Immagine Gigi Reder.JPG.
Titolo originale Il secondo tragico Fantozzi
Paese Italia
Anno 1976
Genere comico
Regia Luciano Salce
Soggetto Paolo Villaggio
Sceneggiatura Leonardo Benvenuti, Piero De Bernardi, Paolo Villaggio, Luciano Salce
Attori

Il secondo tragico Fantozzi, film italiano del 1976 con Paolo Villaggio, Anna Mazzamauro e Gigi Reder, regia di Luciano Salce.

Frasi[modifica]

  • Silensio! Chi è che prega?? (Duca Conte Semenzara) [durante il sorteggione per scegliere l'impiegato che avrebbe accompagnato il duca a Montecarlo]
  • Semenzara non fa semenze, Semenzara lavora anche la notte per mantenere te e famiglia. (Duca Conte Semenzara)
  • No! Mi hanno appena sparato sopra, il suo collega! Scusi... La prossima volta faccio con lei... (Fantozzi)
  • Per la scelta dell'impiegato che doveva accompagnare il Mega Direttore Clamoroso, Duca Conte Pier Carlo Ingegner Semenzara, a giocare a Montecarlo, si tenne in sala mensa un tremendo sorteggione per il quale si riunì anche la commissione interna.
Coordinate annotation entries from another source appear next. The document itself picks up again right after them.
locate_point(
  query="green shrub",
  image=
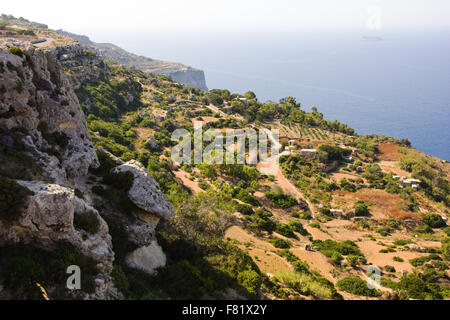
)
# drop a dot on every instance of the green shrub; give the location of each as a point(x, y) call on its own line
point(434, 220)
point(390, 269)
point(285, 230)
point(425, 229)
point(447, 231)
point(280, 243)
point(281, 200)
point(417, 288)
point(298, 227)
point(362, 208)
point(16, 51)
point(344, 248)
point(357, 287)
point(246, 210)
point(12, 198)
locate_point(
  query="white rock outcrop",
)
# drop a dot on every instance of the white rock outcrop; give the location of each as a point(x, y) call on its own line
point(147, 259)
point(145, 192)
point(48, 218)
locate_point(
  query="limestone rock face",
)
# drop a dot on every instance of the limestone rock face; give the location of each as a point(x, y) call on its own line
point(38, 100)
point(145, 192)
point(48, 217)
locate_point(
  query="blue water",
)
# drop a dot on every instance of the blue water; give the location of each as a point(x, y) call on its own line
point(398, 87)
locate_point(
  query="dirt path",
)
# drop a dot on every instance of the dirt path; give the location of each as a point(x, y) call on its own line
point(184, 177)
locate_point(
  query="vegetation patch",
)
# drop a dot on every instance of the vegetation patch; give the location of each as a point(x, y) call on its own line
point(357, 287)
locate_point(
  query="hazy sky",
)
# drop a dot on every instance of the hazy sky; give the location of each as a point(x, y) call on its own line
point(93, 16)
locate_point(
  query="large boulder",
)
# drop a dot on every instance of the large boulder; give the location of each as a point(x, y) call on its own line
point(48, 217)
point(39, 100)
point(145, 192)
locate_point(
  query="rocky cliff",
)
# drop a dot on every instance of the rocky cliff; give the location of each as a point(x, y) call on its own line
point(180, 73)
point(45, 149)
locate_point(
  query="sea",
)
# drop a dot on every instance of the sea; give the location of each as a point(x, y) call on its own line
point(394, 83)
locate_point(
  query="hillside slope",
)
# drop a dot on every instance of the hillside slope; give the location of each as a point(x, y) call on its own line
point(87, 178)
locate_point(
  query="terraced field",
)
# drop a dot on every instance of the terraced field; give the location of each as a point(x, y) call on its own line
point(306, 133)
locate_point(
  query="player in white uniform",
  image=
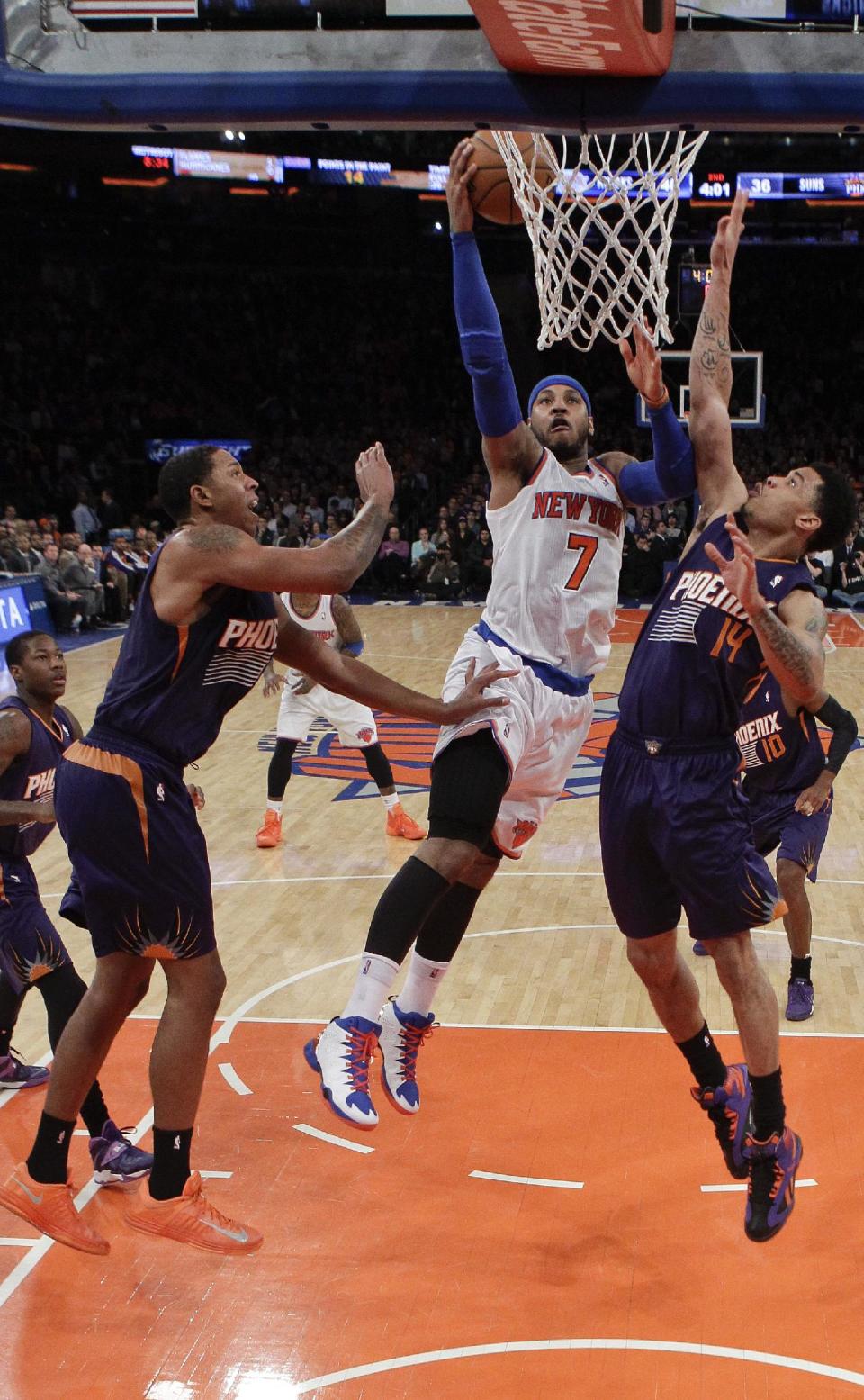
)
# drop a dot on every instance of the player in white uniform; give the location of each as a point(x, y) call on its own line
point(556, 519)
point(302, 701)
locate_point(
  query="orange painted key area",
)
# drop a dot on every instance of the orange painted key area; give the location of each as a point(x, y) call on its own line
point(637, 1284)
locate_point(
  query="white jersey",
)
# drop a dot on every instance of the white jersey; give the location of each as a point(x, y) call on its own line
point(558, 555)
point(321, 622)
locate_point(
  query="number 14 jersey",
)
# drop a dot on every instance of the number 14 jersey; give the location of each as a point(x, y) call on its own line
point(558, 554)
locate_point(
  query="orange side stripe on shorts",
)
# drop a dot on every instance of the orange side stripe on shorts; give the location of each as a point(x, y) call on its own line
point(121, 767)
point(183, 641)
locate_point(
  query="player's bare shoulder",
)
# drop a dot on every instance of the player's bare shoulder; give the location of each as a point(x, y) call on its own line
point(614, 462)
point(216, 539)
point(15, 734)
point(806, 612)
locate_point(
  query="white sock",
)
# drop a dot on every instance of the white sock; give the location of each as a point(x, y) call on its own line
point(374, 980)
point(420, 986)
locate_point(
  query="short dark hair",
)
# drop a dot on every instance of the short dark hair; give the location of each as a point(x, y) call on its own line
point(15, 650)
point(835, 506)
point(179, 474)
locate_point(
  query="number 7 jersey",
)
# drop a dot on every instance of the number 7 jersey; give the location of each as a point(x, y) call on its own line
point(558, 554)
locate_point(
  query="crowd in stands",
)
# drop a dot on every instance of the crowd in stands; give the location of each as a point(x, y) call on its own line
point(312, 368)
Organizzatore della cerimonia, il Ragionier Filini, dell'ufficio Sinistri. (Voce Narrante)
  • L'occasione era davvero mostruosa: tre giorni a Montecarlo a veder giocare il Semenzara, che se poi avesse sospettato che il suo accompagnatore portava fortuna, era fatta per tutta la vita! (Voce Narrante)
  • Fantozzi restò in stato di morte apparente per più di quattro ore! (Voce narrante) [dopo essere stato sorteggiato per andare al casinò con il Semenzara]
  • Largo al Duca Conte Semenzara! Signor Duca Conte, se lei mi permette io vorrei avere l'onore di presentarle... (Fantozzi)

Ma chi sono quelle due facce da menagramo? Chi mi vuol presentare lei? (Duca Conte Semenzara)[in riferimento alla Signora Pina e a Mariangela] Niente! Volevo solo presentarle le mie umili scuse, se per caso prima, inavvertitamente, l'ho sfiorata con un gomito! (Fantozzi) Ah, allora non ha rapporti con quelle cose lì? (Duca Conte Semenzara) NO, mai viste né conosciute in vita mia! (Fantozzi) E non le guardi cribbio! E si tocchi anche lei! (Duca Conte Semenzara)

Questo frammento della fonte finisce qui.